Selasa, 10 Desember 2013

Pertimbangan Opa dan Oma juga Keluarga (Steven Theophilus)


     Istilah Panti Werdha berasal dari kata Panti dan Werdha , Panti berarti tempat sedangkan Werdha berarti tua. Jadi Panti Werdha adalah tempat bagi orang yang sudah tua. Menurut yayasan Gerontologi Abiyoso Jawa Timur (1999),yang dimaksud dengan Panti Werdha adalah wadah bagi para lanjut usia atau suatu perkumpulan yang berada disuatu pedesaan atau kelurahan atau RT/RW yang anggotanya adalah para lanjut usia. Panti werdha dapat disebut juga dengan panti jompo.

     Panti jompo adalah tempat tinggal yang dirancang khusus untuk orang lanjut usia, yang didalamnya disediakan semua fasilitas lengkap yang dibutuhkan orang lanjut usia (Hurlock, 1996).

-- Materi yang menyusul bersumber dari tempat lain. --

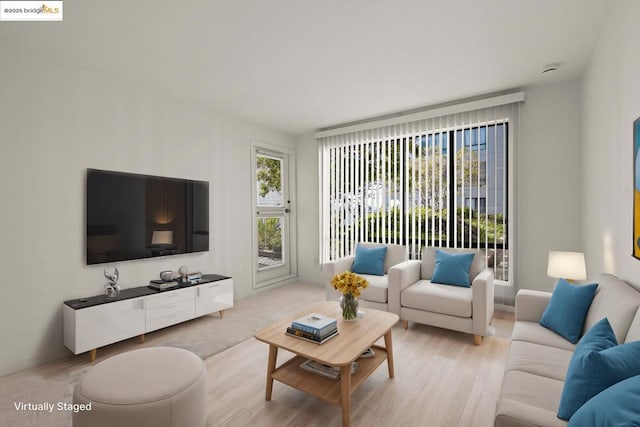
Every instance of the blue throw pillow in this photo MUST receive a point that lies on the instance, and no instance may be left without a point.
(369, 260)
(452, 268)
(568, 308)
(597, 364)
(616, 406)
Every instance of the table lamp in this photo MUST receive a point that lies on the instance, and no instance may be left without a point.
(567, 265)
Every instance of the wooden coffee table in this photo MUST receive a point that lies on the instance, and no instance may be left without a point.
(354, 338)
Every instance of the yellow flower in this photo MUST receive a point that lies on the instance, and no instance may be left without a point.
(349, 283)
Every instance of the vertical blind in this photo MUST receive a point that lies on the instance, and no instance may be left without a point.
(440, 181)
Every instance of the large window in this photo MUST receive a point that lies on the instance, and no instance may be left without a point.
(441, 182)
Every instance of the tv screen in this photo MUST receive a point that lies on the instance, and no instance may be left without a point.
(132, 216)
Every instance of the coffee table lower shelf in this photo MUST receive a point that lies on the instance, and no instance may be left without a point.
(329, 390)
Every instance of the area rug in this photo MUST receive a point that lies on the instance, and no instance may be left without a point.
(205, 336)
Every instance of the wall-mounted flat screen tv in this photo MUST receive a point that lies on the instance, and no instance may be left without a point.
(131, 216)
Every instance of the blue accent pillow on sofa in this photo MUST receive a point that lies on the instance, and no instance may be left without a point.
(369, 260)
(568, 308)
(597, 363)
(616, 406)
(452, 268)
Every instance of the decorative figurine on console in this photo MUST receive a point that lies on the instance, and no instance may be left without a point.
(112, 289)
(183, 270)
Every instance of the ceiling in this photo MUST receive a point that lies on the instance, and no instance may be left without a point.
(300, 65)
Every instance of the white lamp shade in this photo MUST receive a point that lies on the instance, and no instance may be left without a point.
(566, 265)
(162, 237)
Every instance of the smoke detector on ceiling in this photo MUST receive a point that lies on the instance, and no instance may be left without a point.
(549, 68)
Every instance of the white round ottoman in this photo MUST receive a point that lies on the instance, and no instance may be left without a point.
(154, 387)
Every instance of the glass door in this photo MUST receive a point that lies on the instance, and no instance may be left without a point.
(272, 225)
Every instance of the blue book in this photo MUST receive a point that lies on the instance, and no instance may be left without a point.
(314, 323)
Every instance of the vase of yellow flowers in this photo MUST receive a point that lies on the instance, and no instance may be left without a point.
(350, 285)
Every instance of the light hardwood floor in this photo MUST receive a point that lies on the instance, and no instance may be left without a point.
(441, 379)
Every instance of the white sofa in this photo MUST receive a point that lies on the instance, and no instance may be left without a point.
(415, 298)
(376, 294)
(538, 358)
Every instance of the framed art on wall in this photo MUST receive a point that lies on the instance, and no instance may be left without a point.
(636, 188)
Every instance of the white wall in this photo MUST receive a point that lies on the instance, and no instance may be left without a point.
(547, 188)
(611, 102)
(309, 211)
(548, 170)
(57, 120)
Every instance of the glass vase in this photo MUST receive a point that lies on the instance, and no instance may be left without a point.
(349, 305)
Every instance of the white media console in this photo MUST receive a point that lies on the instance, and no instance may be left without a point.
(97, 321)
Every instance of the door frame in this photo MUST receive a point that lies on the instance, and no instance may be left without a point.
(291, 248)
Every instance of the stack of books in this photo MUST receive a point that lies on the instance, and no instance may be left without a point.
(314, 327)
(325, 370)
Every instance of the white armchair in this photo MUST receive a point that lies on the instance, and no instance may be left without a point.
(376, 294)
(415, 298)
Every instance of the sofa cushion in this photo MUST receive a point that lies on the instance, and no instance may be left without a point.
(377, 290)
(538, 359)
(444, 299)
(613, 292)
(567, 309)
(615, 406)
(528, 400)
(429, 261)
(369, 260)
(395, 253)
(597, 363)
(452, 269)
(533, 332)
(634, 329)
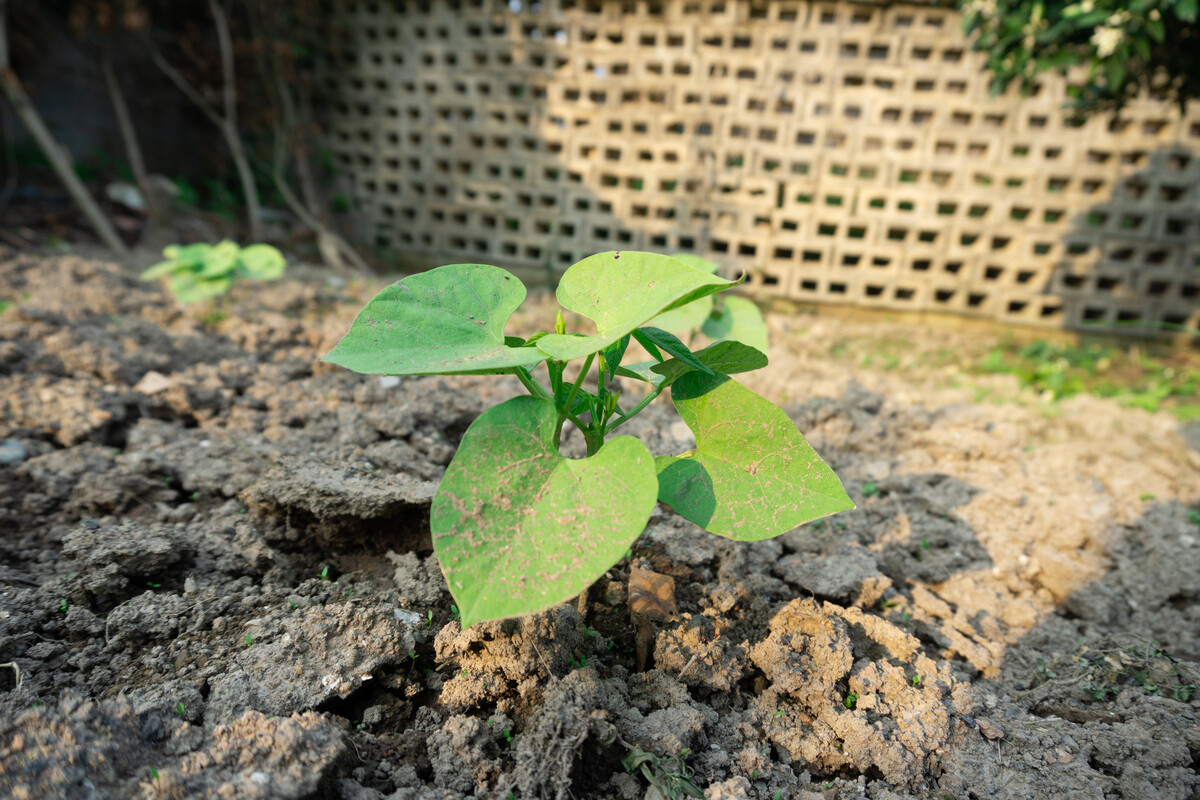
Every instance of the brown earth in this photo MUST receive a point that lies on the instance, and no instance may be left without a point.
(216, 579)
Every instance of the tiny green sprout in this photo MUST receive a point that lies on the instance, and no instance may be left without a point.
(511, 507)
(202, 271)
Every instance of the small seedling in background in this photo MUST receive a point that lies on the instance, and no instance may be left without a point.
(202, 271)
(511, 509)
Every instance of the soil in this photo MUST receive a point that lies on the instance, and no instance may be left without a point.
(216, 578)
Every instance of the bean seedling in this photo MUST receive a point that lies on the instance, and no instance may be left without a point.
(517, 527)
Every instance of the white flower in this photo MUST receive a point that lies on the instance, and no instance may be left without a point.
(1107, 40)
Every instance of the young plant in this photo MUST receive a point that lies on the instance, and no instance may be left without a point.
(201, 271)
(719, 318)
(517, 527)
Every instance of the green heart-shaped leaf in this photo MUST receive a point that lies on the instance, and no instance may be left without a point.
(725, 358)
(739, 322)
(751, 475)
(619, 292)
(519, 528)
(693, 316)
(449, 320)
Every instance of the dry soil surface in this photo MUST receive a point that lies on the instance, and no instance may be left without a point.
(216, 581)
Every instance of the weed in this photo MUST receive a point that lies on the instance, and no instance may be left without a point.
(510, 504)
(670, 776)
(202, 271)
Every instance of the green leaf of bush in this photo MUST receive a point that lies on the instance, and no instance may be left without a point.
(449, 320)
(262, 263)
(519, 528)
(189, 287)
(739, 322)
(621, 292)
(725, 358)
(751, 475)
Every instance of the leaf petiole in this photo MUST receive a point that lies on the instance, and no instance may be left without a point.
(532, 384)
(634, 411)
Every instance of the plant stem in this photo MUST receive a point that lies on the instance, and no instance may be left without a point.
(531, 384)
(635, 410)
(564, 413)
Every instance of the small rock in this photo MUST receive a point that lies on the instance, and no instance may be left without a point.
(153, 383)
(990, 729)
(12, 451)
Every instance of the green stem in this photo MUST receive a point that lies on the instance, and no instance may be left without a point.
(625, 417)
(575, 388)
(531, 384)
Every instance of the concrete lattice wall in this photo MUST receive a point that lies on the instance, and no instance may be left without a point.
(841, 152)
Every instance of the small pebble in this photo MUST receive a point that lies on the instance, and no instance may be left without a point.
(12, 451)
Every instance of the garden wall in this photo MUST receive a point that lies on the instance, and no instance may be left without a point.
(841, 152)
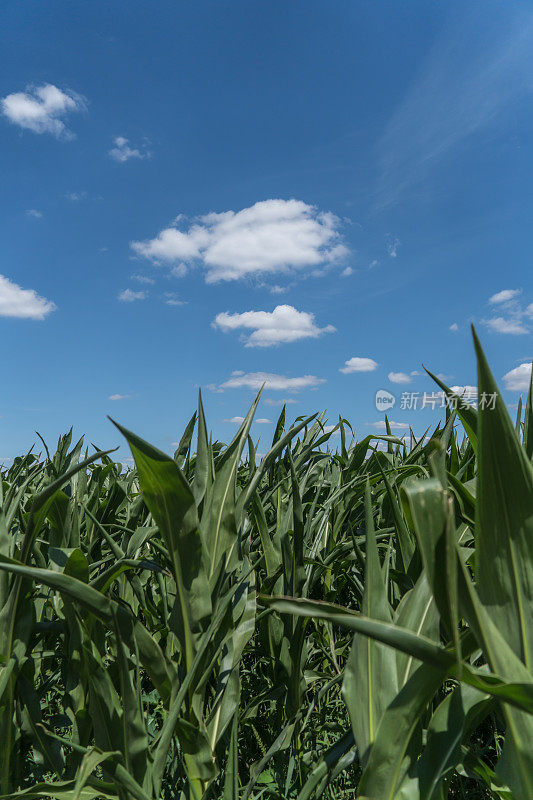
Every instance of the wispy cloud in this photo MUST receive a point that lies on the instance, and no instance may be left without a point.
(129, 296)
(269, 328)
(255, 380)
(502, 325)
(22, 303)
(476, 70)
(41, 109)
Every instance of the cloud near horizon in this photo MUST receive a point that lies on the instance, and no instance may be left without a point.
(272, 236)
(358, 364)
(518, 379)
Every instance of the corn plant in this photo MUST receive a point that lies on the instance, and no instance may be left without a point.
(337, 623)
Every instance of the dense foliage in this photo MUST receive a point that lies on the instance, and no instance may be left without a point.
(321, 622)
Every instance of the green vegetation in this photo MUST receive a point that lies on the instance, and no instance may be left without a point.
(327, 623)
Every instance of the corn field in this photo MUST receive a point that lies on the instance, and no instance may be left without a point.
(348, 620)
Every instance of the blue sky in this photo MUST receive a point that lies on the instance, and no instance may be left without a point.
(322, 195)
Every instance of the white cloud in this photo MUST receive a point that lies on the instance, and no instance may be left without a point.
(259, 421)
(479, 69)
(272, 236)
(501, 325)
(359, 364)
(392, 247)
(504, 296)
(254, 380)
(381, 425)
(40, 109)
(22, 303)
(75, 197)
(517, 380)
(399, 377)
(122, 151)
(179, 271)
(284, 324)
(172, 299)
(129, 296)
(467, 393)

     Menurut Santrock (2002) panti jompo merupakan lembaga perawatan atau rumah perawatan yang dikhususkan untuk orang-orang dewasa lanjut. Disana tersedia berbagai macam kebutuhan yang dibutuhkan oleh para orang-orang lanjut usia dan tersedia juga fasilitas kesehatan. Panti jompo merupakan unit pelaksanaan teknis yang memberikan pelayanan sosial bagi lanjut usia, yaitu berupa pemberian penampungan, jaminan hidup seperti makanan, dan pakaian, pemeliharaan kesehatan, dan pengisian waktu luang termasuk rekreasi, bimbingan sosial, mental serta agama sehingga mereka dapat menikmati hari tua nya dengan diliputi ketentraman lahir dan batin.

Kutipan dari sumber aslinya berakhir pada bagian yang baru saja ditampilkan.